Una de las claves del acuerdo será la puesta en marcha de programas formativos dirigidos a farmacéuticos comunitarios, que les permitirán realizar un seguimiento más estrecho de los pacientes. El objetivo es claro: mejorar la adherencia a los tratamientos y controlar los posibles efectos secundarios. Esta formación no se limitará al ámbito estrictamente farmacológico, sino que también abordará actuaciones asistenciales y sociales que contribuyan a mejorar la calidad de vida de las personas con esofagitis eosinofílica.
La farmacia comunitaria, un pilar para el seguimiento
El convenio, suscrito por Jesús Aguilar, presidente del Consejo General, y Zoraida Gómez, presidenta de AEDESEO, pone en valor el potencial de la red de farmacias comunitarias como agentes clave en la prevención, detección precoz y manejo de la enfermedad. En este sentido, se diseñarán iniciativas específicas dirigidas tanto a la ciudadanía como a los profesionales, centradas en la prevención primaria y secundaria, con el objetivo de mejorar el diagnóstico temprano y evitar complicaciones.
Jesús Aguilar ha subrayado que el farmacéutico comunitario es mucho más que un experto en medicamentos: “Puede explicar cómo tomar la medicación, reforzar la importancia de cumplir el tratamiento y ayudar a resolver dudas, siempre en colaboración con el médico”. Además, ha destacado su papel en la promoción de hábitos de vida saludables que contribuyan a un mejor control de la enfermedad.

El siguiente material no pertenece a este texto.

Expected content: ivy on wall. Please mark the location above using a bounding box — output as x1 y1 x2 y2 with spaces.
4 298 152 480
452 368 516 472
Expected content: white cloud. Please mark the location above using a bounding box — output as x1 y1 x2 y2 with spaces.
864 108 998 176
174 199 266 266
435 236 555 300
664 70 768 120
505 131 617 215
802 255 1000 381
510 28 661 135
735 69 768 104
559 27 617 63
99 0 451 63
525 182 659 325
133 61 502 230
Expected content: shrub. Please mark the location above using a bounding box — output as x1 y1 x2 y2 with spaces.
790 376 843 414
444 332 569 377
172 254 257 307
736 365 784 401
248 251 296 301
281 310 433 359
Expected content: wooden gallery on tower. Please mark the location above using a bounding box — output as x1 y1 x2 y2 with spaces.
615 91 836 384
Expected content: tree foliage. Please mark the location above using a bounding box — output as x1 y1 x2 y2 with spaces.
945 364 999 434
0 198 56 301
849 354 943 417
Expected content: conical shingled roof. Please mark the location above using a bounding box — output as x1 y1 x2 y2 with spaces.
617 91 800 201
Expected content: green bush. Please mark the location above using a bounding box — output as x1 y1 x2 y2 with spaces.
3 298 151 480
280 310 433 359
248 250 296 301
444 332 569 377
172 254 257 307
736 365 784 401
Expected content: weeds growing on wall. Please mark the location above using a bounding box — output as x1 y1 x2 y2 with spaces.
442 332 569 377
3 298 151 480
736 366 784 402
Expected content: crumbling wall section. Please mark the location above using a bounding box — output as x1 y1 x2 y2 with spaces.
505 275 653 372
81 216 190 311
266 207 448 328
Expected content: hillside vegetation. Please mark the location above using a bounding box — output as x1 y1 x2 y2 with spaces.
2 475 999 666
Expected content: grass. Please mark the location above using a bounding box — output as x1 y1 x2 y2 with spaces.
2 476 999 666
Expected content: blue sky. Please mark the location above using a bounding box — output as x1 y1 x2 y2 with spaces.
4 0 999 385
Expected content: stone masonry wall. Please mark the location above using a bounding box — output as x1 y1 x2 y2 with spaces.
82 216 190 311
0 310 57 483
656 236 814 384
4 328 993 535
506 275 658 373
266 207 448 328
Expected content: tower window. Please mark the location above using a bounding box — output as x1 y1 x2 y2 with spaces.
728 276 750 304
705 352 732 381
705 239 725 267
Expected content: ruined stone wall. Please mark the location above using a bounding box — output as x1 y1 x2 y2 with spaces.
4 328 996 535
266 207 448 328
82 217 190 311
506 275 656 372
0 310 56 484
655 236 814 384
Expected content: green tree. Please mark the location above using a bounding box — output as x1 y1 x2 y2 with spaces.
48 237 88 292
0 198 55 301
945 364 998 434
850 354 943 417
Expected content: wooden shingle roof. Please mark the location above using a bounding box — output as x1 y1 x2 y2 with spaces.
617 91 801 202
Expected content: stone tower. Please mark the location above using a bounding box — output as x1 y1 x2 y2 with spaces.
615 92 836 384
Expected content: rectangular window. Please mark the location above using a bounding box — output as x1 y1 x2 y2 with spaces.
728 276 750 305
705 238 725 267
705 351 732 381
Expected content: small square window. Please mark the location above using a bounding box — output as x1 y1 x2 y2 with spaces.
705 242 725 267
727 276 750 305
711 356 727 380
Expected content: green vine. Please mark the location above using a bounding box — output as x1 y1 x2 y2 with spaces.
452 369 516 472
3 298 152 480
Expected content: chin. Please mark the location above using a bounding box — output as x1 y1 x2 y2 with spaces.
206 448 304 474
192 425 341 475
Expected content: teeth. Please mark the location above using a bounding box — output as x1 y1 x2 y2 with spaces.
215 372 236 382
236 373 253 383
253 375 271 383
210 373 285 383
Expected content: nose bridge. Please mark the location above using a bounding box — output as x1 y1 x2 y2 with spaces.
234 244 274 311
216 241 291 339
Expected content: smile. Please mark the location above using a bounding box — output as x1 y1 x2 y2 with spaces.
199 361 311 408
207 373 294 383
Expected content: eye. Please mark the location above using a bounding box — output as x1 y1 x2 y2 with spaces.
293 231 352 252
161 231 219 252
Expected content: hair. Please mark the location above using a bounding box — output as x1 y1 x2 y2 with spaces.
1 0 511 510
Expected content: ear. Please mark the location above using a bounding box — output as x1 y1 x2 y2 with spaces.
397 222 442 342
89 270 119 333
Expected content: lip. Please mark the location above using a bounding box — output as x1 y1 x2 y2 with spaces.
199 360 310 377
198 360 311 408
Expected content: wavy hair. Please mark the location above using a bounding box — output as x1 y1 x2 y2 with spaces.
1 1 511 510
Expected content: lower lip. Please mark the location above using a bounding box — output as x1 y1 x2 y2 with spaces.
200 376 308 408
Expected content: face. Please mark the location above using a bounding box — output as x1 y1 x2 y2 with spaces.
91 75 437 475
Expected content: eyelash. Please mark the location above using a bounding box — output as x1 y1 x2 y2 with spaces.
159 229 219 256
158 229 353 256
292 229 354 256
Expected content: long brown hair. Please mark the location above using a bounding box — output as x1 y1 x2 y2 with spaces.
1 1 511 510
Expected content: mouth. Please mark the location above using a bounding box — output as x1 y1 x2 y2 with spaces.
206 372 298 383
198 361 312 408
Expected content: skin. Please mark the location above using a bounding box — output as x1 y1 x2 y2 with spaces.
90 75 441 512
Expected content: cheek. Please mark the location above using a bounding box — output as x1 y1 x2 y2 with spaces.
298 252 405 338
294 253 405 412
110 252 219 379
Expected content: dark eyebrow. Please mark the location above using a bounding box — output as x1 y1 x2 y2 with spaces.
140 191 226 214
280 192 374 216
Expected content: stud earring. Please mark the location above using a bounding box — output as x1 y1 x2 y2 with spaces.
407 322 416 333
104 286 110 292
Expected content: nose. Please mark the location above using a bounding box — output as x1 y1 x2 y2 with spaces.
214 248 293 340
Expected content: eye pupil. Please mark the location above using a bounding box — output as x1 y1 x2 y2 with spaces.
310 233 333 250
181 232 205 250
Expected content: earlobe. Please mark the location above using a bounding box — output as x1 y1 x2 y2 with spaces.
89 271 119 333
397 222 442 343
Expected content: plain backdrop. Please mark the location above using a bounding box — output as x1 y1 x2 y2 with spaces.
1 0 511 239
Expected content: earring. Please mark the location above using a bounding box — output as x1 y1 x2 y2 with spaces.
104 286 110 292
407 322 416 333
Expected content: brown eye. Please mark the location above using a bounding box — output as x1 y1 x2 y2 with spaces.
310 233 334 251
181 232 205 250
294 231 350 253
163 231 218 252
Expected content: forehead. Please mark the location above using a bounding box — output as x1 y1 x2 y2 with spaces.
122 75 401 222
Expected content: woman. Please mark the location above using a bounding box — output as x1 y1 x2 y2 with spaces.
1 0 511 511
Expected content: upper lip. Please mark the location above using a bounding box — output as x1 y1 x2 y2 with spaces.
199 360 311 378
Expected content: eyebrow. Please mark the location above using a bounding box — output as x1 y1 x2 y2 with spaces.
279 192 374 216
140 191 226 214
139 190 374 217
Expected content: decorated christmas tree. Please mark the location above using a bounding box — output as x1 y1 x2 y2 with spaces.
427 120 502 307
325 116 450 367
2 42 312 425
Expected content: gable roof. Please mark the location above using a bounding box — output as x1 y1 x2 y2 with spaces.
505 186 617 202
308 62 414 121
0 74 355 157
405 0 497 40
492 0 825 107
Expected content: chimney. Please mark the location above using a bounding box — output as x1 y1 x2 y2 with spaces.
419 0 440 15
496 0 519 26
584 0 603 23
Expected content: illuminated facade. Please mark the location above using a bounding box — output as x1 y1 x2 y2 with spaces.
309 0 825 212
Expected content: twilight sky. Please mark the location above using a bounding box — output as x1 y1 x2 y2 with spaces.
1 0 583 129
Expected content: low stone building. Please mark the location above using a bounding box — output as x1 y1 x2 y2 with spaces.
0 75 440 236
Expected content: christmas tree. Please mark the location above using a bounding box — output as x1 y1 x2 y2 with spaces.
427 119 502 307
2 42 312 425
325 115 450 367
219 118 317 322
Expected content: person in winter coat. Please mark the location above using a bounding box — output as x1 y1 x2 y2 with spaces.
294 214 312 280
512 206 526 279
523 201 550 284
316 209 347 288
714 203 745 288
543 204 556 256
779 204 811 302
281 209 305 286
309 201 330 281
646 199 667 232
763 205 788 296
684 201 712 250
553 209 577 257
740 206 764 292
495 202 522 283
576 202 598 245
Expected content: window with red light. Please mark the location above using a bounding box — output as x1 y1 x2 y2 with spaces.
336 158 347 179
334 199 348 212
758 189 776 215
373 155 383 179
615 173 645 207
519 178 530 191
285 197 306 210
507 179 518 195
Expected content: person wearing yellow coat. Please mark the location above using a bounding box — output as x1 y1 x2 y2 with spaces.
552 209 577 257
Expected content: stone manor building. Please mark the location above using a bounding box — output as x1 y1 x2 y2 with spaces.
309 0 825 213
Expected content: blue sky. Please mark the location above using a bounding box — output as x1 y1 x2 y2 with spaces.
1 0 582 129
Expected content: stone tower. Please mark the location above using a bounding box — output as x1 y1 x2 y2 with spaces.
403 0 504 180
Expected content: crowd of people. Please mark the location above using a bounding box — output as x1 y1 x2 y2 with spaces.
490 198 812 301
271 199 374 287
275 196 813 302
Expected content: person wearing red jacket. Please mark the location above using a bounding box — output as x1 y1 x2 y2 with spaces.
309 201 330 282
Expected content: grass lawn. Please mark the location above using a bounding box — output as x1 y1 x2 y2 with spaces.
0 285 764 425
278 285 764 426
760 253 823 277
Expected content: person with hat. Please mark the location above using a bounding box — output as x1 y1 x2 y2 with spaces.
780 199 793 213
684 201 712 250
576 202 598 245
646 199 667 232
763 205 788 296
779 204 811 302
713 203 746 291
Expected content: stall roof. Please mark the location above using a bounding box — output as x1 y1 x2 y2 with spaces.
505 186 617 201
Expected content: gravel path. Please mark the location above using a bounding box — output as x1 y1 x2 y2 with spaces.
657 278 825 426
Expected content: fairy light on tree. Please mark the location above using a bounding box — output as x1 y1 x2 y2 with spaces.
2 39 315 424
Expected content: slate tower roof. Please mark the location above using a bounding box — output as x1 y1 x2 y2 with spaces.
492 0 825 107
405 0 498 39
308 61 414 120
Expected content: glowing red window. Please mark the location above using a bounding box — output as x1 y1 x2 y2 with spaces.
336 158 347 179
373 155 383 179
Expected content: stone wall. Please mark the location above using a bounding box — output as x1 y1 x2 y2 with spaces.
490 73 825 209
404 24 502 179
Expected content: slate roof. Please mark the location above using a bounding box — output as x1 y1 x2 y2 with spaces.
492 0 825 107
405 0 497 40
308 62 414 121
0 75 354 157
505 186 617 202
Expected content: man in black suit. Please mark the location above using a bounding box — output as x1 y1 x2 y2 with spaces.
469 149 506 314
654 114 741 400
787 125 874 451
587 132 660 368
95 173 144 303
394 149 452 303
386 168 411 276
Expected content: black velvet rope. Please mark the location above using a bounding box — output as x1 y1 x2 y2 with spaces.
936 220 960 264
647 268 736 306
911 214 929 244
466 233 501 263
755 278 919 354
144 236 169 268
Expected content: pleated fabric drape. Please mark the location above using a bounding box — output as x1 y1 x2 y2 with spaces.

Por su parte, Zoraida Gómez ha puesto el acento en la relevancia social del acuerdo, destacando que genera una “ilusión profunda” porque nace del compromiso con los pacientes. “Este paso conjunto supone un impulso decisivo para dar visibilidad a una patología silenciosa que afecta a tantas personas”, ha señalado. Y es que uno de los grandes retos de la esofagitis eosinofílica es precisamente ese: su falta de visibilidad. Muchos pacientes tardan años en recibir un diagnóstico, conviviendo con síntomas que afectan a su alimentación, su vida social e incluso su bienestar emocional.